Ja, ja, ja. Herr Doktor knew what it looked like. He once saw an elephant go in the midst of a circus performance. The audience gasped. Then roared bravo as clowns with brooms bumbled in to clean up.
“Right between their blank empty heads!” Fräulein said loudly through her teeth. Then, with disgust, “They were laughing! Laughing as the horse shit between th
eir faces!”
Her parents’ blank dummy heads — just open mouths and painted lips, jeering laughter from empty noggins. He exulted; who cared how revolting her story was. That she told him. After all these months, letting it out for him to see. Telling him because she wanted to! He was winning!
A hard object struck him on the cheek, clattering to the floor. The girl had flung a mother-of-pearl hair comb at him, and now she flung another, screaming, “They were laughing! Laughing! And shit between their faces!”
His absurd exultation vanished. The second comb hit him square on the forehead, and he saw a bright flash. “Get down,” she raged at him. “On your knees. Down for the Queen!”
She flung a book, which found its mark, and then another, and a black marble paperweight in the shape of an egg, which glanced off his forearm and thudded against the wall, cracking the plaster. He covered his ringing head, warding off the blows as they came. He had forgotten how strong insane people could be. Beaten down as the air in the room went gray. He faintly heard her shouting, “On your knees! Your knees!”
“I am!” he wailed.
“Lower,” she ordered.
“I am.” Pleading now.
“Lower!”
“Please,” he begged. He feared she’d throw something heavy or sharp. He had a brief vision of a broken skull. The brains leaking out. What idiocy to have been so hopeful. He waited for the final blow to come. He had almost given up caring if he died.

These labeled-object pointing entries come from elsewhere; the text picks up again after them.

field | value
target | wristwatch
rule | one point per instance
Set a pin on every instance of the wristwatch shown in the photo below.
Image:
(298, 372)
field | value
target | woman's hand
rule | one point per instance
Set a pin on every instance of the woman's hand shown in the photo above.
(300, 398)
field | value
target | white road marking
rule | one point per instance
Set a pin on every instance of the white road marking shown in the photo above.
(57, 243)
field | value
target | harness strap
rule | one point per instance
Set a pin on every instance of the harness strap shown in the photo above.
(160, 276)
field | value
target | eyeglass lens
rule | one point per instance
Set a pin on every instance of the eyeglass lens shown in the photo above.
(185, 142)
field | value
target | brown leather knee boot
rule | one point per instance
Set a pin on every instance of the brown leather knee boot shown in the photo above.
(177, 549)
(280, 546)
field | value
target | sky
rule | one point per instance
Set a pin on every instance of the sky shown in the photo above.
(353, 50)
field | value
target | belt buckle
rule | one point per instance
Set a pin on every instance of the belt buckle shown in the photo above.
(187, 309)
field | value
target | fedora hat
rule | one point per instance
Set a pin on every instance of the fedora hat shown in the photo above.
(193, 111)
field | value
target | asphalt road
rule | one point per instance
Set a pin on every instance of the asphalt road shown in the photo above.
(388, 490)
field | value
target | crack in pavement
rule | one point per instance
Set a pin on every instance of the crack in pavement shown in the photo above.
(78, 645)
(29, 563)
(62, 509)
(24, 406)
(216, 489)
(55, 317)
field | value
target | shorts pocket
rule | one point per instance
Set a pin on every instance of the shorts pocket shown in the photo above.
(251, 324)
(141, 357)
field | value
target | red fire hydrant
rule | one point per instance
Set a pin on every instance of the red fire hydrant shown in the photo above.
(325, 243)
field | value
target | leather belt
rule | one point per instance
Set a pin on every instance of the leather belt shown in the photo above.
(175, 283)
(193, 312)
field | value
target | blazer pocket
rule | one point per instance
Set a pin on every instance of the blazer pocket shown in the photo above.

“That’s better,” she said at last. “Get up.”
Warily he peered at her. She sat on the bed, cold and cruel, a thin smile across her startling red lips. She had bitten them in her tantrum, and they stood out, moist and swollen. She held the silver hairbrush limply in her hand. Presenting the long handle for him.
“Come here,” she said darkly. “Come sit by me. Come brush my hair.” Clumsily he sat beside her, taking the long-handled brush. Her hair had grown out, thicker — a few knotted tufts but beginning to flow down her neck. He started to brush her hair from the top, getting caught in the tangles and pulling sharply.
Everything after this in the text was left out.